Universal screening for intimate partner violence may provide only modest benefits

August 4, 2009

New research suggests that universal intimate partner violence (IPV) screening in health care settings does not result in significant changes in subsequent reports of IPV or quality of life, according to a study in the August 5 issue of JAMA, a theme issue on violence and human rights.

There is a lack of consensus on the issue of screening women for IPV in health care settings. Proponents support screening because of the high prevalence of IPV and associated impairment and the availability of feasible screening techniques. But organizations such as the U.S. Preventive Services Task Force and the Canadian Task Force on Preventive Health Care have concluded that insufficient evidence exists to recommend for or against universal screening - mainly due to lack of interventions that have been proven effective for women exposed to violence and referred from health care settings. "Nevertheless, clinicians and health care organizations are being encouraged to implement IPV screening. Numerous professional societies recommend routine IPV evaluation, assessment, and/or screening as a part of standard patient care, and the standards of the Joint Commission require that hospitals have objective criteria for identifying and assessing possible victims of abuse and neglect," the authors write.

Harriet L. MacMillan, M.D., M.Sc., F.R.C.P.C., of McMaster University, Hamilton, Ontario, Canada, and colleagues examined the effectiveness of IPV screening and communication of a positive screening result to clinicians in health care settings, compared with no screening, in reducing subsequent violence and improving quality of life. The randomized controlled trial was conducted in 11 emergency departments, 12 family practices, and 3 obstetrics/gynecology clinics in Ontario, Canada, among 6,743 female patients, age 18 to 64 years.

Women in the screened group (n = 3,271; 347 positive for abuse) self-completed the Woman Abuse Screening Tool (WAST); if a woman screened positive, this information was given to her clinician before the health care visit. Subsequent discussions and/or referrals were at the discretion of the treating clinician. The nonscreened group (n = 3,472; 360 positive for abuse) self-completed the WAST and other measures after their visit. Women who disclosed past-year IPV were interviewed at the start of the study and every 6 months until 18 months regarding subsequent incidents of IPV and quality of life, as well as several health outcomes and potential harms of screening. The number of women who did not complete the study was high: 43 percent of screened women, and 41 percent of nonscreened women, and data analysis accounted for these losses.

The study found that:

  • All women in the trial showed reductions in exposure to violence across time - these reductions were not, however, associated with screening.
  • At 18 months, observed recurrence of IPV among screened vs. nonscreened women was 46 percent vs. 53 percent (not statistically significant).
  • Women in the screened vs. nonscreened groups showed higher improvement in quality of life and depression, but these differences were small and not statistically significant when the analysis accounted for women lost to follow-up. There were no differences in other health outcomes.
  • Screened and control group women had no differences in the frequency of using violence-related health and social services.
  • Many women must be screened to identify one woman who discloses abuse.
  • There were no harms of screening as implemented in this trial.
  • The authors suggest that one possible explanation for the lack of effectiveness of screening was "If it is true that study participation conferred benefits, the fact that both groups were interviewed using the same methods at the same intervals would have reduced the likelihood of detecting differences between groups. Screening itself—asking about IPV exposure—may have offered little benefit."

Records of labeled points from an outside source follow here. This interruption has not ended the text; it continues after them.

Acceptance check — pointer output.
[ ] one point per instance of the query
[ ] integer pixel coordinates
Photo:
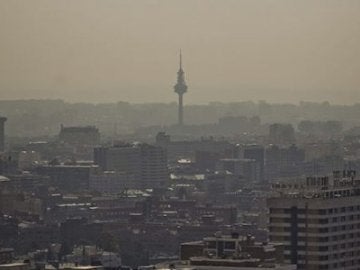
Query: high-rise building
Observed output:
(256, 152)
(318, 220)
(2, 133)
(180, 88)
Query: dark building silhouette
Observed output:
(256, 152)
(147, 164)
(180, 88)
(2, 133)
(88, 135)
(281, 134)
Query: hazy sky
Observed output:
(234, 50)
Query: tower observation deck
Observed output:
(180, 88)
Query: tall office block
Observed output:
(318, 220)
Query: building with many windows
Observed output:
(318, 220)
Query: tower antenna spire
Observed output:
(180, 60)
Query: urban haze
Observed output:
(193, 135)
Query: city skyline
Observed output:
(278, 51)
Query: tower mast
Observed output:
(180, 88)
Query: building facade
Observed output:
(318, 220)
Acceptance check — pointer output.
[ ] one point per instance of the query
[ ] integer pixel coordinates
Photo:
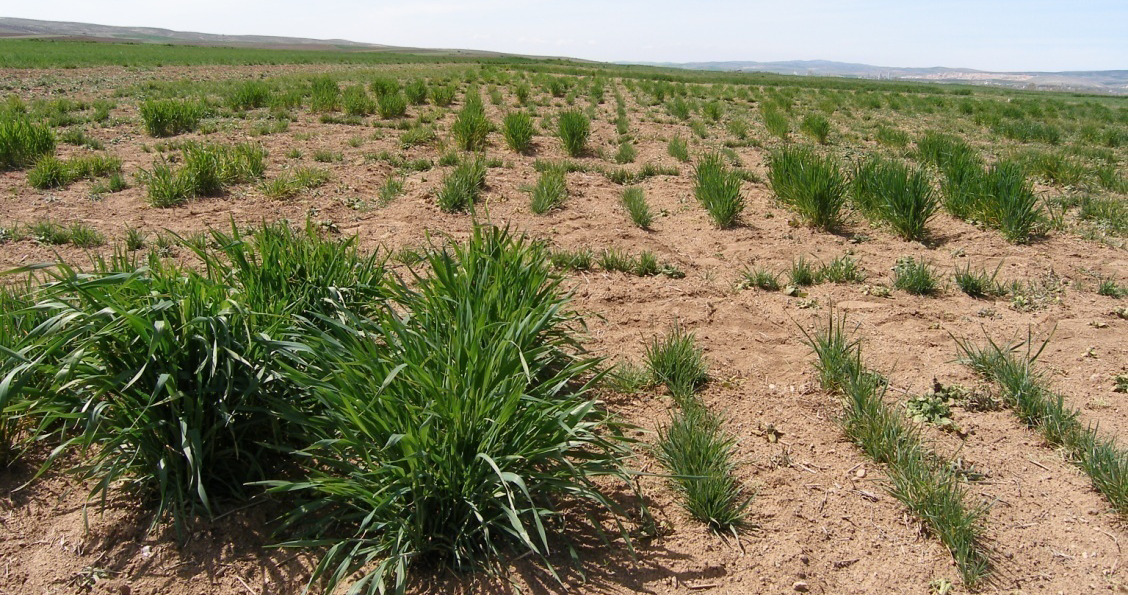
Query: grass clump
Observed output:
(811, 185)
(391, 105)
(775, 121)
(919, 478)
(518, 130)
(760, 278)
(634, 201)
(817, 127)
(23, 142)
(463, 185)
(169, 117)
(573, 129)
(915, 277)
(472, 127)
(679, 149)
(698, 455)
(717, 189)
(979, 283)
(1027, 391)
(549, 192)
(460, 457)
(896, 194)
(676, 361)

    They add that even though screening may provide some small benefits on some outcomes, "It is critical to balance the number and magnitude of potential benefits of universal screening with the human, opportunity, and resource costs required." In this trial, trained research assistants conducted the screening in each health care setting and clinicians were only notified when a screen was positive. All sites consented to participate, and training regarding IPV was provided to them.

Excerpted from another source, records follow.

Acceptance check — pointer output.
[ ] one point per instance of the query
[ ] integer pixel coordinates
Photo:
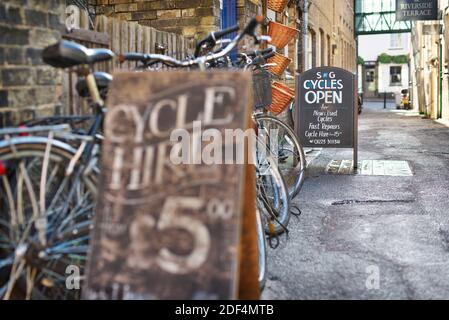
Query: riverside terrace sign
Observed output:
(407, 10)
(327, 109)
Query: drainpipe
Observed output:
(305, 32)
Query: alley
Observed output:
(354, 227)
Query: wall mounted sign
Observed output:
(165, 230)
(407, 10)
(327, 110)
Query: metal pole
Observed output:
(305, 33)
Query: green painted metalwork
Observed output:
(377, 17)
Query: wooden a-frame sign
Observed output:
(169, 230)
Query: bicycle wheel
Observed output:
(272, 197)
(42, 251)
(285, 148)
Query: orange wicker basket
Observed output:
(277, 5)
(282, 62)
(281, 34)
(282, 97)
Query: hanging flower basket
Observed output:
(277, 5)
(282, 97)
(281, 34)
(282, 62)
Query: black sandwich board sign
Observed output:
(327, 109)
(166, 230)
(408, 10)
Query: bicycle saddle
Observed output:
(66, 54)
(101, 78)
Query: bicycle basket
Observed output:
(262, 89)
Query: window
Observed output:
(395, 76)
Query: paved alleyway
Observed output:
(398, 225)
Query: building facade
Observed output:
(331, 23)
(28, 88)
(430, 59)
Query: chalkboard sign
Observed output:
(408, 10)
(165, 230)
(326, 107)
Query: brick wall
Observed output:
(28, 88)
(191, 18)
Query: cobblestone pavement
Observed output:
(357, 227)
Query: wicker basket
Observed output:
(281, 34)
(282, 97)
(282, 62)
(277, 5)
(284, 87)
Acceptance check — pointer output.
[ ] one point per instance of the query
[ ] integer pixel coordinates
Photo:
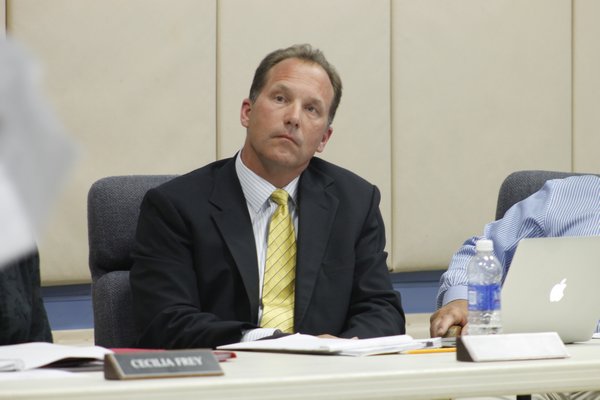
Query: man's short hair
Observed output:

    "We conclude, although sample attrition urges cautious interpretation, that these results do not provide sufficient evidence to support universal IPV screening in health care settings in the absence of an effective intervention to prevent or reduce IPV, especially in the context of the resources required to conduct screening and to deal with the number of women identified by the screening tool," the authors write. "Further research is essential to determine whether these findings are replicated in other settings and samples." They add that evidence regarding effective interventions to assist women who disclose abuse in settings is urgently required.

    More information: JAMA. 2009;302[5]:493-501.